9. Score a Meaningful Internship

Difficulty: Very High

Impact: Very High

Scoring a summer internship still remains one of the best ways to lock in a prestigious full-time job in finance, as many Wall Street firms pick their new hires from the ranks of their summer interns. At the best business schools, an estimated one-third to half of MBA students work for their summer employer after graduation.

But since obtaining a paid internship in finance is likely to be very difficult for a non-financial graduate, one must consider other options such as an unpaid internship or volunteer work with a broker.
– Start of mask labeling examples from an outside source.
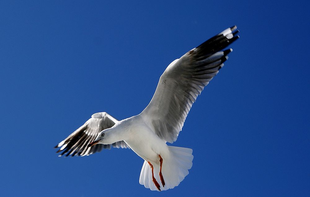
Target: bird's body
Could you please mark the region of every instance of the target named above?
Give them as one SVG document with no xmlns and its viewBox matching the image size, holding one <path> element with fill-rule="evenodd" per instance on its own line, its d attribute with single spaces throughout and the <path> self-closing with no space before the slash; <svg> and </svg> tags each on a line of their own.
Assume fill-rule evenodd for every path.
<svg viewBox="0 0 310 197">
<path fill-rule="evenodd" d="M 140 114 L 118 121 L 106 112 L 95 114 L 56 146 L 61 147 L 57 152 L 84 156 L 111 146 L 130 148 L 144 160 L 140 184 L 159 191 L 178 185 L 192 167 L 193 150 L 166 143 L 176 140 L 197 97 L 232 51 L 221 50 L 239 38 L 238 31 L 236 26 L 225 29 L 173 61 Z"/>
</svg>

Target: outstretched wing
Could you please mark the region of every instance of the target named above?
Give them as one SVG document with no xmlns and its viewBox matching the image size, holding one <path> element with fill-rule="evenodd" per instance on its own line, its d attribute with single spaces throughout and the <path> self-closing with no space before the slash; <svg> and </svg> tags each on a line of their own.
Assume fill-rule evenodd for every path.
<svg viewBox="0 0 310 197">
<path fill-rule="evenodd" d="M 219 72 L 239 38 L 236 26 L 225 29 L 172 62 L 159 79 L 152 100 L 141 115 L 161 139 L 176 140 L 192 105 Z"/>
<path fill-rule="evenodd" d="M 129 148 L 123 141 L 112 144 L 98 144 L 91 147 L 87 147 L 87 145 L 95 140 L 100 131 L 111 128 L 118 122 L 118 120 L 106 112 L 94 114 L 84 124 L 55 147 L 55 148 L 61 147 L 56 152 L 62 151 L 59 156 L 65 154 L 65 157 L 69 155 L 73 157 L 84 156 L 100 152 L 103 149 L 109 149 L 111 146 Z"/>
</svg>

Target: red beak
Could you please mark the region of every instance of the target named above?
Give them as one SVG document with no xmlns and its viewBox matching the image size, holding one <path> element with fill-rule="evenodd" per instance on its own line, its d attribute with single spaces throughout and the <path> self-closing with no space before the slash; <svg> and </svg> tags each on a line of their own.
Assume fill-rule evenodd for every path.
<svg viewBox="0 0 310 197">
<path fill-rule="evenodd" d="M 92 142 L 91 142 L 89 144 L 87 145 L 87 147 L 90 147 L 91 146 L 92 146 L 94 145 L 95 145 L 98 143 L 99 142 L 99 140 L 96 140 L 96 141 L 94 141 Z"/>
</svg>

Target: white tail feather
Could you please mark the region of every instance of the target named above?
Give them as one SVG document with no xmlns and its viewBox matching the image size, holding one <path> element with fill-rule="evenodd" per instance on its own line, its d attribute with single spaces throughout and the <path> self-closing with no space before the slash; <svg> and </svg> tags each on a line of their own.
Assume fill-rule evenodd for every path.
<svg viewBox="0 0 310 197">
<path fill-rule="evenodd" d="M 192 168 L 194 156 L 193 150 L 187 148 L 168 146 L 170 156 L 163 158 L 162 173 L 166 185 L 164 187 L 159 176 L 159 163 L 152 163 L 153 167 L 154 177 L 160 185 L 162 191 L 172 189 L 177 186 L 188 174 L 188 170 Z M 152 169 L 148 162 L 145 161 L 140 175 L 140 184 L 144 185 L 151 190 L 158 190 L 152 180 Z"/>
</svg>

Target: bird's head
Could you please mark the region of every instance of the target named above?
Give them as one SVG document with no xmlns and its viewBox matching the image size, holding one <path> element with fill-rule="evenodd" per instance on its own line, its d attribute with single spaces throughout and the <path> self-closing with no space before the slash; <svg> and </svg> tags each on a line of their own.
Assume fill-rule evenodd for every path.
<svg viewBox="0 0 310 197">
<path fill-rule="evenodd" d="M 97 144 L 111 144 L 122 140 L 120 138 L 122 136 L 118 134 L 119 132 L 117 132 L 118 130 L 113 127 L 101 131 L 98 134 L 96 140 L 90 143 L 87 147 L 92 146 Z"/>
<path fill-rule="evenodd" d="M 97 144 L 109 144 L 107 143 L 108 141 L 108 132 L 106 129 L 101 131 L 99 133 L 97 136 L 96 140 L 93 142 L 90 143 L 87 146 L 88 147 L 92 146 L 94 145 Z"/>
</svg>

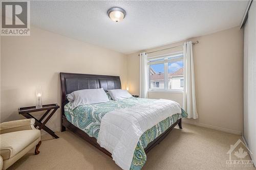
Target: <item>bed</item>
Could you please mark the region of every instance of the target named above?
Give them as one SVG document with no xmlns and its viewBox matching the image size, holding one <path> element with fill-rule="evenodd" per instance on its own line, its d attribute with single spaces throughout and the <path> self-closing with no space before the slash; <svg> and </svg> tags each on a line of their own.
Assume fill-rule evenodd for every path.
<svg viewBox="0 0 256 170">
<path fill-rule="evenodd" d="M 61 131 L 65 131 L 66 128 L 70 129 L 111 158 L 112 154 L 97 142 L 101 120 L 103 116 L 113 110 L 131 108 L 138 104 L 157 102 L 157 100 L 133 97 L 121 100 L 110 100 L 104 103 L 79 106 L 73 109 L 67 99 L 67 94 L 86 89 L 103 88 L 105 91 L 121 89 L 120 78 L 118 76 L 65 72 L 60 74 Z M 140 169 L 146 160 L 146 154 L 159 144 L 176 125 L 178 125 L 181 129 L 181 118 L 187 116 L 187 114 L 181 109 L 181 114 L 173 114 L 143 133 L 133 152 L 130 169 Z"/>
</svg>

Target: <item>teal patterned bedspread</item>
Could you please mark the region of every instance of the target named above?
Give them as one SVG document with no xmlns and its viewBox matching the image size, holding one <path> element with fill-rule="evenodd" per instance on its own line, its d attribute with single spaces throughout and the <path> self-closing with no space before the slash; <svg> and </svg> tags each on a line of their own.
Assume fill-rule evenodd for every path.
<svg viewBox="0 0 256 170">
<path fill-rule="evenodd" d="M 147 103 L 156 99 L 131 98 L 117 101 L 93 105 L 79 106 L 74 110 L 72 104 L 68 103 L 64 107 L 65 114 L 68 120 L 90 136 L 96 139 L 100 127 L 100 122 L 105 114 L 112 110 L 135 106 L 137 104 Z M 156 125 L 145 132 L 140 137 L 134 151 L 133 159 L 131 164 L 131 170 L 141 169 L 146 160 L 144 148 L 151 141 L 163 133 L 181 117 L 187 117 L 187 114 L 181 109 L 181 114 L 176 114 Z"/>
</svg>

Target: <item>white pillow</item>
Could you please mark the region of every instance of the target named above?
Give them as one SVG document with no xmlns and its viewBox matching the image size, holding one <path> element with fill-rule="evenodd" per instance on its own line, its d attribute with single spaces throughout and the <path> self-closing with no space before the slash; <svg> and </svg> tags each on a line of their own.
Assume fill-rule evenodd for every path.
<svg viewBox="0 0 256 170">
<path fill-rule="evenodd" d="M 114 101 L 132 98 L 133 96 L 126 90 L 115 89 L 108 90 L 111 98 Z"/>
<path fill-rule="evenodd" d="M 75 91 L 68 94 L 67 98 L 74 107 L 86 104 L 109 102 L 109 98 L 102 88 Z"/>
</svg>

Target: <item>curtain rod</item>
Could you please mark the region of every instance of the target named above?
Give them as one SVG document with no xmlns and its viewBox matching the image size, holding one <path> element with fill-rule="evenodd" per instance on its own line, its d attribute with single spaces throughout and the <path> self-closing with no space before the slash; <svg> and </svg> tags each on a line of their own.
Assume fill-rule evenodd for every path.
<svg viewBox="0 0 256 170">
<path fill-rule="evenodd" d="M 245 12 L 244 13 L 244 17 L 243 17 L 243 19 L 242 19 L 241 22 L 240 23 L 240 29 L 242 29 L 243 26 L 244 26 L 244 25 L 245 24 L 245 22 L 246 22 L 246 20 L 247 20 L 248 18 L 248 13 L 249 12 L 249 9 L 250 9 L 250 7 L 251 5 L 252 2 L 252 0 L 250 0 L 248 3 L 247 7 L 245 10 Z"/>
<path fill-rule="evenodd" d="M 199 41 L 195 41 L 195 42 L 192 42 L 192 44 L 197 44 L 198 43 L 199 43 Z M 168 49 L 170 49 L 170 48 L 175 48 L 175 47 L 178 47 L 178 46 L 183 46 L 184 45 L 182 44 L 182 45 L 176 45 L 176 46 L 172 46 L 171 47 L 169 47 L 169 48 L 164 48 L 164 49 L 161 49 L 161 50 L 156 50 L 156 51 L 153 51 L 153 52 L 148 52 L 148 53 L 146 53 L 146 54 L 150 54 L 150 53 L 155 53 L 155 52 L 159 52 L 160 51 L 163 51 L 163 50 L 168 50 Z M 140 55 L 138 55 L 138 56 L 140 56 Z"/>
</svg>

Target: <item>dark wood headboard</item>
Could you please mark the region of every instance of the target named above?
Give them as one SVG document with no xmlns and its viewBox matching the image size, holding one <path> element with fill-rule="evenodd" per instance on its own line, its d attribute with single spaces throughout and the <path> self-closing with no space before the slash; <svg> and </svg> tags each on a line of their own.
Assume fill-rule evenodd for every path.
<svg viewBox="0 0 256 170">
<path fill-rule="evenodd" d="M 60 72 L 60 74 L 62 115 L 64 115 L 64 106 L 69 102 L 66 95 L 74 91 L 103 88 L 107 91 L 108 90 L 121 89 L 119 76 L 68 72 Z"/>
</svg>

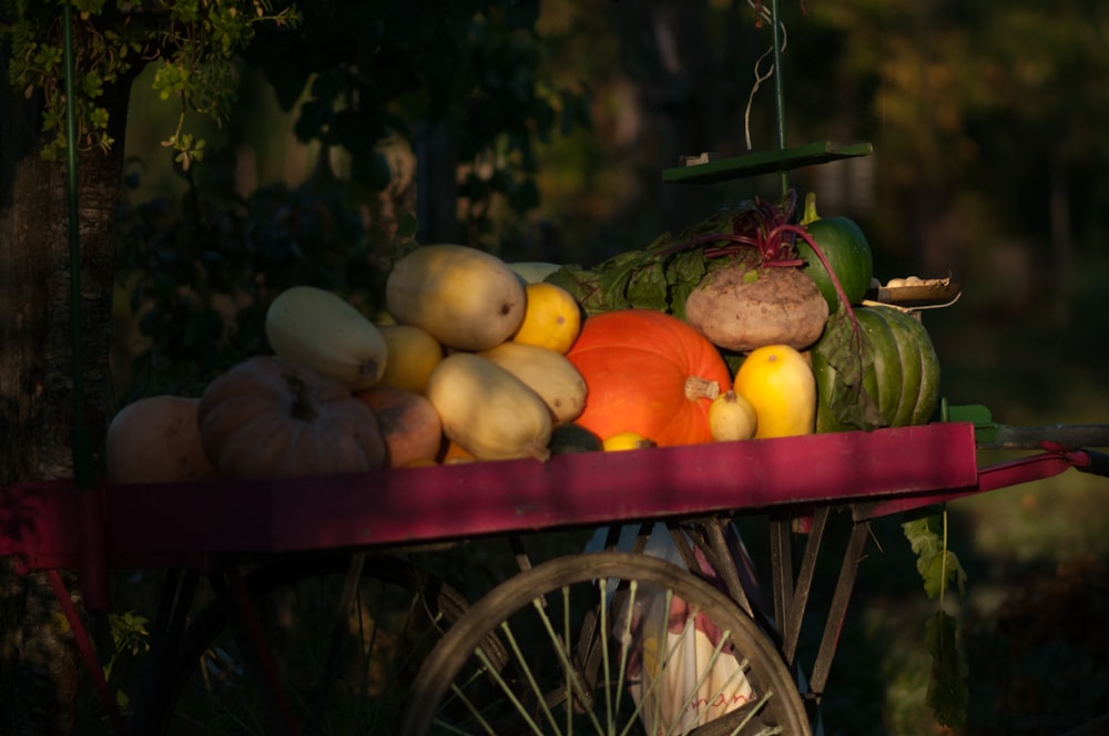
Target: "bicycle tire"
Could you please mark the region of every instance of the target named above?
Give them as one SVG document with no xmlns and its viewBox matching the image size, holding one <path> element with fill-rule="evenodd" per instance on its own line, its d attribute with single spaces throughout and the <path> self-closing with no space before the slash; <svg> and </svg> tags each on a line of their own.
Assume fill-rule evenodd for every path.
<svg viewBox="0 0 1109 736">
<path fill-rule="evenodd" d="M 676 647 L 668 648 L 670 638 L 663 635 L 660 641 L 665 646 L 653 650 L 654 662 L 661 662 L 659 674 L 651 677 L 644 654 L 650 648 L 644 644 L 648 640 L 642 631 L 634 633 L 645 625 L 647 615 L 635 623 L 635 615 L 629 613 L 645 604 L 649 591 L 663 595 L 671 624 L 675 611 L 671 606 L 678 600 L 715 625 L 720 637 L 712 656 L 732 657 L 739 664 L 750 687 L 746 702 L 735 696 L 742 683 L 733 681 L 705 698 L 689 694 L 696 705 L 681 701 L 682 707 L 691 708 L 690 715 L 673 709 L 669 724 L 660 720 L 661 698 L 654 699 L 654 711 L 648 713 L 652 706 L 644 694 L 665 682 L 668 668 L 675 673 L 679 661 Z M 601 625 L 594 625 L 597 621 Z M 681 634 L 670 628 L 675 641 L 691 631 L 692 621 L 686 620 Z M 699 628 L 700 624 L 693 626 Z M 494 667 L 484 663 L 482 644 L 491 636 L 508 651 L 508 661 Z M 638 667 L 631 664 L 635 647 L 640 647 Z M 715 661 L 702 662 L 711 667 Z M 639 698 L 629 695 L 632 688 L 638 688 Z M 405 736 L 643 734 L 648 729 L 733 736 L 812 733 L 791 671 L 742 609 L 688 570 L 623 552 L 557 558 L 505 581 L 455 622 L 425 658 L 408 695 L 400 729 Z M 718 701 L 730 705 L 710 717 L 704 704 Z M 573 707 L 566 707 L 568 703 Z"/>
<path fill-rule="evenodd" d="M 324 663 L 318 657 L 326 657 L 329 645 L 321 640 L 329 640 L 330 623 L 340 615 L 328 606 L 338 607 L 334 602 L 350 559 L 342 551 L 296 555 L 252 571 L 244 583 L 301 728 L 321 734 L 394 734 L 405 683 L 467 604 L 457 591 L 406 560 L 367 558 L 349 614 L 350 636 L 343 635 L 343 644 L 353 645 L 344 652 L 350 656 L 344 661 L 342 677 L 334 681 L 336 692 L 329 693 L 327 707 L 319 708 L 314 687 Z M 325 611 L 332 615 L 324 623 Z M 191 622 L 163 689 L 154 695 L 157 723 L 149 733 L 275 733 L 262 702 L 263 686 L 244 666 L 232 634 L 235 615 L 214 601 Z M 315 623 L 323 623 L 324 631 Z"/>
</svg>

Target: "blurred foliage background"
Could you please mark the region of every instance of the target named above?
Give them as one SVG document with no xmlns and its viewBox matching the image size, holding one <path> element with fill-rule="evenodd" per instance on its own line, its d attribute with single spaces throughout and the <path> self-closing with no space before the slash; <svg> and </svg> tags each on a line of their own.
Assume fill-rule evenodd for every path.
<svg viewBox="0 0 1109 736">
<path fill-rule="evenodd" d="M 195 395 L 264 350 L 265 305 L 293 283 L 375 314 L 413 239 L 588 266 L 776 196 L 776 176 L 660 177 L 682 154 L 776 145 L 761 79 L 769 3 L 439 4 L 313 3 L 296 31 L 260 32 L 228 123 L 193 123 L 206 147 L 187 172 L 162 144 L 180 110 L 139 79 L 118 246 L 121 402 Z M 1109 419 L 1109 6 L 781 6 L 788 143 L 875 146 L 790 183 L 863 226 L 882 280 L 963 285 L 925 316 L 947 399 L 1014 425 Z M 1109 713 L 1109 514 L 1103 482 L 1076 476 L 950 509 L 970 573 L 967 733 L 1062 734 Z M 923 706 L 934 603 L 897 520 L 875 538 L 828 733 L 945 733 Z"/>
</svg>

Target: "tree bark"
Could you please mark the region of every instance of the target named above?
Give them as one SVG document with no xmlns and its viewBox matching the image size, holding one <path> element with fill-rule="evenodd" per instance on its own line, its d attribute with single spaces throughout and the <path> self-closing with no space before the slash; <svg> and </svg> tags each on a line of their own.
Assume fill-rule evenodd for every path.
<svg viewBox="0 0 1109 736">
<path fill-rule="evenodd" d="M 98 469 L 112 400 L 112 228 L 130 82 L 109 94 L 115 144 L 79 161 L 83 430 Z M 65 166 L 40 157 L 40 106 L 8 86 L 6 70 L 0 104 L 0 483 L 14 484 L 73 477 L 74 331 Z M 0 560 L 0 734 L 71 733 L 77 674 L 44 575 Z"/>
</svg>

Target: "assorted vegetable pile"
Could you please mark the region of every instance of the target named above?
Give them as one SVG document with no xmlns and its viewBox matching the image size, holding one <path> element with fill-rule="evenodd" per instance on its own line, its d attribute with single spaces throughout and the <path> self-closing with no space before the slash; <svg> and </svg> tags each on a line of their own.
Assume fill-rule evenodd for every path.
<svg viewBox="0 0 1109 736">
<path fill-rule="evenodd" d="M 590 269 L 458 245 L 401 256 L 372 320 L 311 286 L 266 318 L 273 355 L 109 432 L 113 482 L 279 478 L 750 441 L 927 422 L 918 316 L 864 299 L 843 217 L 745 202 Z"/>
</svg>

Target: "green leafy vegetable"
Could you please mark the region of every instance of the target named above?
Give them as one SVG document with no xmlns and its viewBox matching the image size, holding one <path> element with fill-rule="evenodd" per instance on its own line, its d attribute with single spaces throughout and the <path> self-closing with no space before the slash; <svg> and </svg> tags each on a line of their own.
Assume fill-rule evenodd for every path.
<svg viewBox="0 0 1109 736">
<path fill-rule="evenodd" d="M 874 365 L 874 352 L 869 343 L 859 338 L 854 314 L 847 309 L 832 313 L 813 352 L 814 366 L 834 371 L 827 397 L 832 416 L 841 423 L 858 429 L 885 427 L 876 398 L 863 385 L 863 377 Z"/>
</svg>

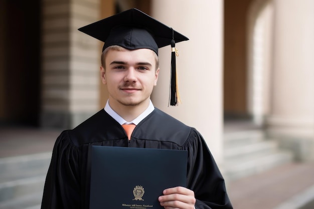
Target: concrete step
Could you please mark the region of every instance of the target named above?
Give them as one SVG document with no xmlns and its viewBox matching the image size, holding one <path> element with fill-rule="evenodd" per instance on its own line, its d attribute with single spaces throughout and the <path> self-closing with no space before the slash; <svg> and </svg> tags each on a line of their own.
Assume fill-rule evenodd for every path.
<svg viewBox="0 0 314 209">
<path fill-rule="evenodd" d="M 276 150 L 278 143 L 271 140 L 251 142 L 243 145 L 226 147 L 224 150 L 225 159 L 234 159 L 251 155 L 267 154 Z"/>
<path fill-rule="evenodd" d="M 291 162 L 291 152 L 265 137 L 262 130 L 242 130 L 224 134 L 225 174 L 232 181 Z"/>
<path fill-rule="evenodd" d="M 264 133 L 261 130 L 241 130 L 224 134 L 226 148 L 261 141 L 264 138 Z"/>
<path fill-rule="evenodd" d="M 287 163 L 293 158 L 291 152 L 283 150 L 236 157 L 225 161 L 225 175 L 229 180 L 233 181 Z"/>
<path fill-rule="evenodd" d="M 51 152 L 1 158 L 0 208 L 40 207 L 51 158 Z"/>
</svg>

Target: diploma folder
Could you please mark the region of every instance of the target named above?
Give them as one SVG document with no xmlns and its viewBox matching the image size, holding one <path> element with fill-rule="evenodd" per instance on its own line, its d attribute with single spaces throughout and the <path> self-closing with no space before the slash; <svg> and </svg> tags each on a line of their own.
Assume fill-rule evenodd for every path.
<svg viewBox="0 0 314 209">
<path fill-rule="evenodd" d="M 164 189 L 186 186 L 187 151 L 92 146 L 90 209 L 163 209 Z"/>
</svg>

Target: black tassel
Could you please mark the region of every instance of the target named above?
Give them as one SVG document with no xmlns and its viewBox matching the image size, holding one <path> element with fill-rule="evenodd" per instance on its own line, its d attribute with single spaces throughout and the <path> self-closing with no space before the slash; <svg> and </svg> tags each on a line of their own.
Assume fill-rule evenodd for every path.
<svg viewBox="0 0 314 209">
<path fill-rule="evenodd" d="M 178 52 L 176 49 L 176 42 L 173 37 L 171 40 L 171 75 L 170 78 L 170 105 L 176 106 L 180 102 L 179 89 L 177 80 L 177 67 L 176 66 L 176 56 L 178 55 Z"/>
<path fill-rule="evenodd" d="M 171 40 L 171 75 L 170 80 L 170 105 L 176 106 L 177 101 L 177 78 L 176 66 L 176 43 Z"/>
</svg>

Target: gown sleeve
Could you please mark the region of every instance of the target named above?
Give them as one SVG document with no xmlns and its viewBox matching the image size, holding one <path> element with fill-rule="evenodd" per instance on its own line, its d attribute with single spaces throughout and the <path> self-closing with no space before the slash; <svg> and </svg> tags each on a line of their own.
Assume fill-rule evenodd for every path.
<svg viewBox="0 0 314 209">
<path fill-rule="evenodd" d="M 42 209 L 80 208 L 79 152 L 66 131 L 57 139 L 46 176 Z"/>
<path fill-rule="evenodd" d="M 183 149 L 188 151 L 187 185 L 194 191 L 196 208 L 233 208 L 225 180 L 197 130 L 192 128 Z"/>
</svg>

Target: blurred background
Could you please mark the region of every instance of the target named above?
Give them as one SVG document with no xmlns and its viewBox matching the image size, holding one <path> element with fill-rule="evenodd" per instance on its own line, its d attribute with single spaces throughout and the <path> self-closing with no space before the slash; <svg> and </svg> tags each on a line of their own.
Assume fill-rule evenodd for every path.
<svg viewBox="0 0 314 209">
<path fill-rule="evenodd" d="M 313 0 L 1 0 L 0 208 L 39 208 L 55 140 L 104 107 L 103 43 L 77 29 L 136 8 L 190 38 L 176 48 L 182 104 L 235 208 L 314 208 Z"/>
</svg>

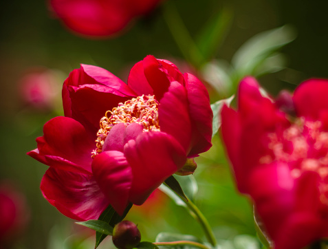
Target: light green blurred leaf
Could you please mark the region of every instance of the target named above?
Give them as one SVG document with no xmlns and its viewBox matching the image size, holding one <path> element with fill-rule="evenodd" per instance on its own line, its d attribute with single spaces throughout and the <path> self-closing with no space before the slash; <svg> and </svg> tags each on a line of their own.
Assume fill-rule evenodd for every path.
<svg viewBox="0 0 328 249">
<path fill-rule="evenodd" d="M 175 179 L 179 182 L 185 195 L 192 202 L 198 192 L 198 185 L 193 175 L 175 175 Z"/>
<path fill-rule="evenodd" d="M 158 246 L 148 241 L 140 242 L 135 248 L 139 249 L 158 249 Z"/>
<path fill-rule="evenodd" d="M 156 242 L 171 242 L 177 241 L 180 240 L 186 240 L 188 241 L 194 241 L 198 243 L 202 243 L 198 238 L 193 235 L 179 235 L 171 232 L 160 232 L 156 236 L 155 241 Z M 197 247 L 189 246 L 189 245 L 181 245 L 181 246 L 159 246 L 160 248 L 163 249 L 191 249 L 191 248 L 197 248 Z"/>
<path fill-rule="evenodd" d="M 113 235 L 113 227 L 105 221 L 100 221 L 99 219 L 89 219 L 86 221 L 76 223 L 105 235 Z"/>
<path fill-rule="evenodd" d="M 249 39 L 236 52 L 232 59 L 237 74 L 236 80 L 252 75 L 266 58 L 295 38 L 293 28 L 285 25 L 261 32 Z"/>
<path fill-rule="evenodd" d="M 270 239 L 269 236 L 266 234 L 265 231 L 263 229 L 263 224 L 257 212 L 255 210 L 255 208 L 253 207 L 253 216 L 254 216 L 254 224 L 255 226 L 255 230 L 256 230 L 257 236 L 260 239 L 261 242 L 267 248 L 273 248 L 274 243 Z"/>
<path fill-rule="evenodd" d="M 231 25 L 232 16 L 230 9 L 223 8 L 209 19 L 199 32 L 196 44 L 206 61 L 219 50 Z"/>
<path fill-rule="evenodd" d="M 188 201 L 182 188 L 181 187 L 179 182 L 171 175 L 164 181 L 164 184 L 166 185 L 171 190 L 172 190 L 176 195 L 179 195 L 183 199 Z"/>
<path fill-rule="evenodd" d="M 258 241 L 253 237 L 247 235 L 237 235 L 234 239 L 236 249 L 259 249 Z"/>
<path fill-rule="evenodd" d="M 221 127 L 221 110 L 223 107 L 223 105 L 226 104 L 228 106 L 230 106 L 234 98 L 234 95 L 232 95 L 229 98 L 220 100 L 210 105 L 210 108 L 212 108 L 212 111 L 213 111 L 213 132 L 212 134 L 212 137 L 213 137 L 217 133 L 217 131 L 219 131 L 219 129 Z"/>
<path fill-rule="evenodd" d="M 204 79 L 219 94 L 227 96 L 232 86 L 229 76 L 230 65 L 226 61 L 215 60 L 204 65 L 201 69 Z"/>
</svg>

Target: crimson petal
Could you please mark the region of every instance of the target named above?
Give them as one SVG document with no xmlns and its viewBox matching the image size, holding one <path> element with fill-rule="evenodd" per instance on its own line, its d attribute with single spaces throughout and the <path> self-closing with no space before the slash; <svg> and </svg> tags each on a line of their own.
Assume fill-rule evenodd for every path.
<svg viewBox="0 0 328 249">
<path fill-rule="evenodd" d="M 45 123 L 43 133 L 36 139 L 38 149 L 28 155 L 49 166 L 63 164 L 74 167 L 74 171 L 91 172 L 94 142 L 81 124 L 69 118 L 56 117 Z"/>
<path fill-rule="evenodd" d="M 92 172 L 111 205 L 122 215 L 129 203 L 132 184 L 130 165 L 120 151 L 105 151 L 94 158 Z"/>
<path fill-rule="evenodd" d="M 188 155 L 190 150 L 191 122 L 187 92 L 183 85 L 172 82 L 158 108 L 161 131 L 173 136 Z"/>
<path fill-rule="evenodd" d="M 206 88 L 195 76 L 185 74 L 186 89 L 189 102 L 189 113 L 193 129 L 193 144 L 190 156 L 207 151 L 212 146 L 212 120 L 213 112 L 210 109 L 210 97 Z"/>
<path fill-rule="evenodd" d="M 171 136 L 160 131 L 141 133 L 124 146 L 124 155 L 133 176 L 130 201 L 142 204 L 186 160 L 184 149 Z"/>
<path fill-rule="evenodd" d="M 41 189 L 61 213 L 80 221 L 97 219 L 109 204 L 89 175 L 50 168 L 42 178 Z"/>
<path fill-rule="evenodd" d="M 320 120 L 321 113 L 328 111 L 327 94 L 328 80 L 311 79 L 301 83 L 293 97 L 297 116 Z"/>
<path fill-rule="evenodd" d="M 144 76 L 153 89 L 156 99 L 160 100 L 170 86 L 170 80 L 161 63 L 149 55 L 142 61 Z"/>
</svg>

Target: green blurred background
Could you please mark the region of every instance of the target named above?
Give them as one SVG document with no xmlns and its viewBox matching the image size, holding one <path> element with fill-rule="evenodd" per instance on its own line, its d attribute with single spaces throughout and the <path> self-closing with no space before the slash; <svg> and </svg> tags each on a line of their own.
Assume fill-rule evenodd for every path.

The opportunity cost that arises from doing such unpaid internships or volunteer work may be offset in due course by the higher earning potential of a finance career.

10. Do Your Best to Get Your Foot in the Door

Difficulty: Very High

Impact: Very High

Knock on doors, expand your job search to other locations, use your network to check for job openings – in short, do everything you can to get your foot in the door of a financial organization. Getting an entry-level position with a financial company, even in a non-finance role, may open doors to other career paths in finance down the line.

The Bottom Line

Some non-finance degrees are certainly in demand on Wall Street for specific tasks, including:

  • Physics and mathematics for structured products, derivatives and quantitative trading
  • Information technology for algorithmic trading and platform development
  • Engineering, mining and medical for sector-specific research analysis and investment banking

But for the vast majority of non-finance degree holders, getting a job in finance is likely to pose a significant challenge. This is more so because thousands of positions were eliminated by banks and financial institutions in the aftermath of the 2008 global recession. However, using a combination of the tips discussed above should enable a non-financial graduate to substantially improve his or her chances of launching a career in finance.